Another extremely effective treatment is to give a pea sized application of Ivermectin paste orally (there are also injectable and topical versions) to the rabbit. Then 10 days later, repeat this to eliminate hatchlings since the first application. Make sure the Ivermectin doesn't have any other de-worming additives that would harm the rabbit. This is highly effective for 6 months to a year and the recommended process.


Weepy Eye (Conjunctivitis)

Weeping eye is identified by inflamed eyelids or discharge from the eye. You may also notice the fur starting at the eye running toward the nose is wet and matted down and possibly falling out. It can be caused by various things anywhere from clogged eye ducts to bacterial infections. 

Treatment: A very effective treatment for this is Vetericyn. It comes in both spray and dropper options and kills bacteria, fungi, viruses, spores, etc. and is very safe. Vetericyn can be used for various other ailments as well.


Coccidiosis, Intestinal

This is the most common disease in rabbits and is classified as a parasitic disease, since the cause is a microscopic protozoa. Complete extermination of the protozoa is very difficult once an animal is infected. These protozoans are classified as "coccidia" and those that infect the liver and different than those that infect the intestines. Symptoms may include loss of appetite, pot belly, diarrhea, and inability to gain weight. Although in mild cases, these symptoms may not be easily observed.

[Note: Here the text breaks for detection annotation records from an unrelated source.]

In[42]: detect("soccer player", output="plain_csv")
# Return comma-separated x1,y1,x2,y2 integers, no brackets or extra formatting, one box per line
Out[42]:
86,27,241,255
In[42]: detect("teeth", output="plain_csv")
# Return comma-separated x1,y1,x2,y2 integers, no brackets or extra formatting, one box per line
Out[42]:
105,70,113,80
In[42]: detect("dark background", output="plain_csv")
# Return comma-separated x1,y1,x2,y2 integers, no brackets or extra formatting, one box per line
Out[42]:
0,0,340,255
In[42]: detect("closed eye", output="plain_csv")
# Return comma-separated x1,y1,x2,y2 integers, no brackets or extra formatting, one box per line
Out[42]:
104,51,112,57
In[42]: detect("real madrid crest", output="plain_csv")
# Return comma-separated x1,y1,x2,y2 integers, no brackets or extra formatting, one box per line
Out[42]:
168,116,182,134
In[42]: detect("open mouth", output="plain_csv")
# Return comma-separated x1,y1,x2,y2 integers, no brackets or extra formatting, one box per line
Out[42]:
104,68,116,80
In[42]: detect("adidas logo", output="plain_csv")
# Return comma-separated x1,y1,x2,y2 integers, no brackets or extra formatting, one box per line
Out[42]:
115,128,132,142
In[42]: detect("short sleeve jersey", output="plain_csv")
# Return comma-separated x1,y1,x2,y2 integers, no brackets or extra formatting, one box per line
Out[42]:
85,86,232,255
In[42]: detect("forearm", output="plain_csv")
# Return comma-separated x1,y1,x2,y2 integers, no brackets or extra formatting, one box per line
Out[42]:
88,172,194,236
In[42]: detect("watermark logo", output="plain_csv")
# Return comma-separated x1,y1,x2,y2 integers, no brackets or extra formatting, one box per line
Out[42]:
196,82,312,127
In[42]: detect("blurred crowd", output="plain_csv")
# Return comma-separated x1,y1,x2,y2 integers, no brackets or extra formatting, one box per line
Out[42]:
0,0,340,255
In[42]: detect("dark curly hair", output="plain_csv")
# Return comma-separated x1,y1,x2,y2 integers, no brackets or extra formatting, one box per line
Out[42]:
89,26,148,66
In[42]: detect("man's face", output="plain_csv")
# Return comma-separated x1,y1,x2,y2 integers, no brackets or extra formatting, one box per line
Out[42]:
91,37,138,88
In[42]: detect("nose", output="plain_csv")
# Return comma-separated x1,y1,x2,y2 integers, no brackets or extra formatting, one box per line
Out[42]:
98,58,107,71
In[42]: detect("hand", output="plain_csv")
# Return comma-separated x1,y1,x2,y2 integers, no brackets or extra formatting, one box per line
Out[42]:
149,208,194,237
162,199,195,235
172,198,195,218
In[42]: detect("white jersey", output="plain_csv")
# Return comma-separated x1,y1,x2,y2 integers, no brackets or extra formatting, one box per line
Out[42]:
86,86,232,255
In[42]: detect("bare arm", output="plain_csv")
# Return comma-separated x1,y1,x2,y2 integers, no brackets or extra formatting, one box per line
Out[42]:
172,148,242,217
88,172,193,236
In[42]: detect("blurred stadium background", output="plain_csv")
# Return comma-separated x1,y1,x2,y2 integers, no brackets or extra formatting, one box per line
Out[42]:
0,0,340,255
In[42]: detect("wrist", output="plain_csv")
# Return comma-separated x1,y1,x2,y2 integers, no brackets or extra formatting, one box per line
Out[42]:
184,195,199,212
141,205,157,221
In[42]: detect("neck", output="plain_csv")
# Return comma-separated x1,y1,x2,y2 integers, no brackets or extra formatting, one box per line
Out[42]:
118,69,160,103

Treatment: Follow good sanitation management and raise rabbits on wire floored cages that allow droppings to fall through down and away from rabbits (prevention trumps treatment, especially with Coccidiosis). Sulfaquinoxaline administered continuously in the drinking water (0.04% for 30 days) prevents clinical signs of hepatic coccidiosis in rabbits heavily exposed to Estiedae . However, it may not prevent the lesions. Sulfaquinoxaline may also be given in the feed at 0.025% for 20 days, or for 2 days out of every 8 until marketing. Because feed-grade sulfaquinoxaline can be difficult to obtain, liquid sulfaquinoxaline is used more commonly. Withdrawal time is 10 days for rabbits used for food. Other coccidiosis treatments do not have approved withdrawal times for meat rabbits. Other sulfa drug treatments include sulfadimethoxine (0.5-0.7 g/L drinking water) and sulfadimerazine (2 g/L drinking water). Other coccidiostats that may prove to be effective include salinomycine, diclazuril, and toltrazuril. Treatment is best administered for a minimum of 5 days and repeated after 5 days. Rabbits that are treated successfully are immune to subsequent infections.


Pasteurella Multocida (Snuffles)

This ailment is a most feared problem with serious rabbit breeders as there is no permanent cure. It is caused by a bacterial infection and often results in sneezing, white milky nasal discharge, matted down front paws (the inside) from wiping nose and eyes and sometimes more serious breathing ailments.

Treatment: There is no "cure" but can be treated by antibiotics (penicillin or Baytril). Consult a doctor before treatment as some versions of penicillin can kill rabbits). Most breeders will cull rabbits with this infection as it is highly contagious and passed along to their young.